Broadly speaking, Thailand borders troubled countries of the region ౼ see the Regional Map. Myanmar (formerly Burma) is located in the northwest of Thailand. To the south is Malaysia, which stretches along the Malay Peninsula. To the southeast is Cambodia, and to the east is Laos, situated alongside the magnificent Mekong River.
Far and away, infamous in the past for its opium-growing activities, the Golden Triangle converges Thailand's northernmost jungle area at the border point with Laos and Myanmar (Burma). Golden Triangle lies on the spit of land formed by the joins of the Ruak River and the mighty Mekong River. Myanmar lies across the Ruak River and Laos is across the Mekong. Opium poppies started growing in September-October and are harvested during February-March. After flowering, the bulbs are scribed with a razor at ~20 cuts per bulb. Milky sap seeps out and blackens as it oxidizes. Rub off some with a spoon and it is ready for smoke. It only takes about a gram of that substance to make a smoke. Five kilograms of sap will extract some five grams of heroin.
Thailand ClimateBeing located in the tropical climatic zone (merely two fingers above The Equator), there are only two major seasons that can be distinguished in Thailand:
These two seasons, the wet and the dry, rule the year. And despite the fact that the Al Nino effect had altered the climate patterns, making rains less predictable, the temperature in central and southern regions is above 30 °C (~86 °F) most of the time, it doesn't matter what season. So, there is no need for warm clothing.
For current weather conditions in Thailand's main cities & regions visit our Weather page.
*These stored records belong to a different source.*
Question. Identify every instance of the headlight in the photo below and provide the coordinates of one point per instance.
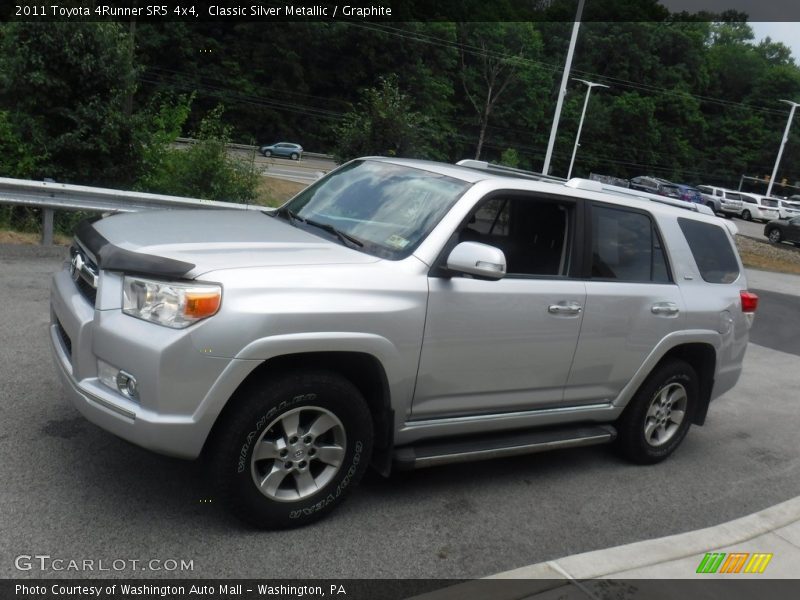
(172, 304)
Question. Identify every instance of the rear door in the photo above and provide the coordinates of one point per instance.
(632, 302)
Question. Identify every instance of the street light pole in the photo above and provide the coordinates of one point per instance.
(562, 90)
(589, 86)
(783, 143)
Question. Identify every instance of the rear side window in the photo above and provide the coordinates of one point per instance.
(712, 251)
(626, 247)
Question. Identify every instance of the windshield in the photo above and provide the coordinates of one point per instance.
(387, 208)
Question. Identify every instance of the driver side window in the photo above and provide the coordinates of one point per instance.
(535, 234)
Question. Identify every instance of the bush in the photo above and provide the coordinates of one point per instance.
(204, 170)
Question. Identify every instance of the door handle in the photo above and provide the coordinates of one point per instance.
(668, 309)
(565, 309)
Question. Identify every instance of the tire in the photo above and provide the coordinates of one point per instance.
(651, 429)
(774, 236)
(289, 451)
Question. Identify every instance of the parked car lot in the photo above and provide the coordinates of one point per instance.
(788, 209)
(759, 208)
(283, 149)
(781, 230)
(723, 201)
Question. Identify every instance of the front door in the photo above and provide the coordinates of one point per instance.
(506, 345)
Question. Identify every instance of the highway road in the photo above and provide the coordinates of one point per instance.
(74, 492)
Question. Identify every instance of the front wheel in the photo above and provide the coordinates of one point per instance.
(774, 236)
(659, 414)
(289, 451)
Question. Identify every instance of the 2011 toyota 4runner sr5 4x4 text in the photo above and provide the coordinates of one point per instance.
(398, 314)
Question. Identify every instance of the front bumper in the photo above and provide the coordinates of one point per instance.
(177, 405)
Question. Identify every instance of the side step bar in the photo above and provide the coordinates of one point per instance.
(431, 454)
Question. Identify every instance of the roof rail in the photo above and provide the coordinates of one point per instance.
(598, 186)
(482, 165)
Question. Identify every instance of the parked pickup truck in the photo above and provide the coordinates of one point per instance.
(725, 202)
(400, 314)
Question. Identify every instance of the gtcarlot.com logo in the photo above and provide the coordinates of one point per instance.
(45, 562)
(734, 562)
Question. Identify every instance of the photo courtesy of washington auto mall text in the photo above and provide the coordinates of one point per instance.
(107, 590)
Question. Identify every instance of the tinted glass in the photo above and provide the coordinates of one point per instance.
(712, 251)
(533, 233)
(626, 247)
(388, 208)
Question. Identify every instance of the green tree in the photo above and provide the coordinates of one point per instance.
(65, 86)
(496, 60)
(205, 169)
(383, 124)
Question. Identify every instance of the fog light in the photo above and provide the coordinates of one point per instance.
(118, 380)
(126, 384)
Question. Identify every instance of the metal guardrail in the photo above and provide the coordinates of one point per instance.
(61, 196)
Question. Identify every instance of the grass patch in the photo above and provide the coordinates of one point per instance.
(274, 192)
(779, 258)
(8, 236)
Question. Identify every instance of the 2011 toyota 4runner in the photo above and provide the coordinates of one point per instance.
(401, 314)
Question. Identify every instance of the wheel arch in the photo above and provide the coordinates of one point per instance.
(702, 357)
(698, 348)
(363, 370)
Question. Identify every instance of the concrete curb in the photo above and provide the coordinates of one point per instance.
(650, 553)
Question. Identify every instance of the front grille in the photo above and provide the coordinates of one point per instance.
(86, 290)
(64, 337)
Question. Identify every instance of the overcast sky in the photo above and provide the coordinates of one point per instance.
(787, 32)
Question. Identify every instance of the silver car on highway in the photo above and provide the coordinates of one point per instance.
(399, 314)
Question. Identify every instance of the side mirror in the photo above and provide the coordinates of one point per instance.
(480, 260)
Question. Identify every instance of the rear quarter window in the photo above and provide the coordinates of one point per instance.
(712, 251)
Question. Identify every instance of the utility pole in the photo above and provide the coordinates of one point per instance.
(783, 143)
(562, 90)
(589, 86)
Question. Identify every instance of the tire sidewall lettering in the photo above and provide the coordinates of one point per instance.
(340, 487)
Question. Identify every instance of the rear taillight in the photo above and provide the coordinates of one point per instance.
(749, 301)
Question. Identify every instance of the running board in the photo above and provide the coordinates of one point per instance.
(496, 446)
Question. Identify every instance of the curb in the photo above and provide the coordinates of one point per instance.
(650, 553)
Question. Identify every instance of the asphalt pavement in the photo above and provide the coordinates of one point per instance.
(72, 491)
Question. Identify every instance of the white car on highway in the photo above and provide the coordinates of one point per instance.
(759, 208)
On the whole, the weather is always perfect in Thailand with April and May being the hottest months. Visitors used to colder climates may be forgiven for assuming that from May to November it is hot and wet. The truth is the warm glow covering the perfect landscape is occasionally broken by gentle raindrops falling to earth-like petals to enrich the fertile soil. This is called the low tourist season because there are fewer tourists and business is dormant. There are several advantages to traveling during that time, as the rains are just cooling and refreshing. And it gets especially pleasant on the beaches, where the water temperature is around 25 °C. Moreover, one can enjoy a broad variety of seasonable fruits, vegetables, and other sea and land delicacies at great savings.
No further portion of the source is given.